REGARDLESS OF WHAT EQUITIES DO IN GENERAL, GOLD MINING SHARES ARE A COMPELLING BUY (April 15, 2012): I remain bearish toward global equities over the next several months, regardless of the fact that they will enjoy periodic upward bounces. We have likely transitioned to a severe bear market which could last until the end of 2014, and therefore I have a position in HDGE which I tend to increase each time it drops below 21 dollars per share. HDGE is the only actively-managed U.S. exchange-traded fund which holds pure equity short positions--usually about 45--and which currently has its expense ratio capped at 1.85%. The head of the management team, John Del Vecchio, has a track record of more than two decades in being able to do frequent trading to rebalance the conglomeration of short positions which are most appropriate at any given time. This fund outperformed nearly all other short-selling ideas when the stock market slumped during the summer of 2011, and is likely to once again be a winner during any major equity decline.

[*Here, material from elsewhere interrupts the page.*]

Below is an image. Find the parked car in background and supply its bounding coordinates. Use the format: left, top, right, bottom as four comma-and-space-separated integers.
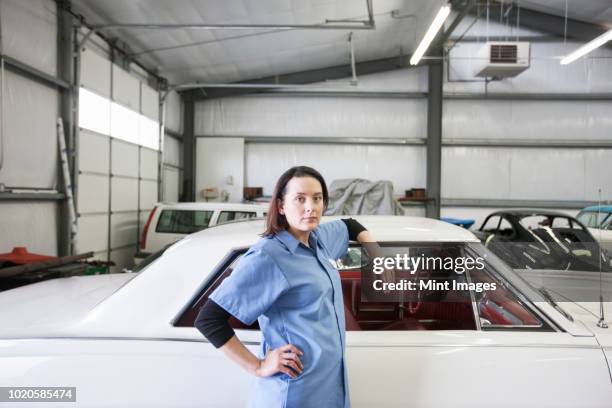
576, 205, 612, 253
0, 216, 612, 408
134, 202, 268, 264
475, 209, 612, 271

The high ratio of insider selling to insider buying by top corporate executives during the first quarter of 2012 confirms that the primary direction for well-known equity indices including the S&P 500 will continue to be lower for another 2 or 2-1/2 years.
What has been overlooked, even by the few who understand the general bearish thesis, is that gold mining shares are unusually undervalued relative to the price of gold bullion. XAU is an index of gold mining shares which has been in existence since 1984. In 28 years, there have been only six days when the ratio of XAU to the price of spot gold was lower than it has been in recent trading days--with all of those six days occurring during October and November 2008. Therefore, gold mining shares are a compelling buy. Of course, whenever the stock market is especially weak, gold mining shares will suffer along with the overall downtrend, as we experienced in September and most of October 2008. However, gold mining shares have a proven track record of being able to dramatically outperform the overall equity market during periods when stocks in general are relatively flat or are rebounding.
Out of the universe of gold mining shares, junior producers are even cheaper than their senior cousins. Therefore, I have been progressively accumulating GDXJ, a fund of 85 small-cap gold mining companies. During the past several trading days, this fund has repeatedly fallen below 23 dollars per share, which has presented a compelling historic opportunity. I plan to continue to purchase more of it into weakness using a ladder of good-until-cancelled orders, as I do whenever I am establishing a position in any security. If you live in Canada and you don't have access to U.S. exchange-traded funds, ZJG which trades in Toronto is an approximate substitute, although it tends to be concentrated more in mid-cap rather than small-cap names, and it is not as diversified as GDXJ.
It is worth noting that bearish noises have been heard from several analysts who had been bullish toward gold for years, and who recently made comments of varying degrees of bearishness. These include Jim Rogers, Dennis Gartman, and Steve Sjuggerud. Once gold rallies strongly, one or more of the above might not admit that they had become gloomy, but their comments are on the internet for all to see today. Near any critical bottom for any asset, there will be some notable folks who had been bullish for a lengthy period of time and who can't bear continuing to lose money and to be ridiculed, and who will finally switch to the opposite side--just in time for their original viewpoint to be powerfully validated. This is analogous to the way in which investors inevitably make the greatest inflows into a particular asset class just before it collapses, such as the all-time record amount of money which poured into the stock market in February 2000. Similarly, during February-March 2009, investors worldwide made record withdrawals from equities just before the strongest two-year bull market since the Great Depression.
Gold mining shares will be assisted whenever the U.S. dollar is declining versus most major currencies, and when the stock market in general is rising, and U.S. Treasuries are retreating out of fear of rising inflation. However, none of these three is essential for gold mining shares to rally strongly during the next few months, because of their pervasive unpopularity and undervaluation.
In addition to gold mining shares, some other commodity-producer subsectors have become unusually undervalued, including coal mining shares and metals mining in general. The shares of steel manufacturers have been steadily declining since early February 2012. It is likely that the exchange-traded funds KOL, XME, and SLX, which represent the above industry groups respectively, will progressively become more attractive for purchase during the next several weeks.
Disclosure: I am currently long both GDXJ and HDGE, with most of the rest in cash and stable-value funds.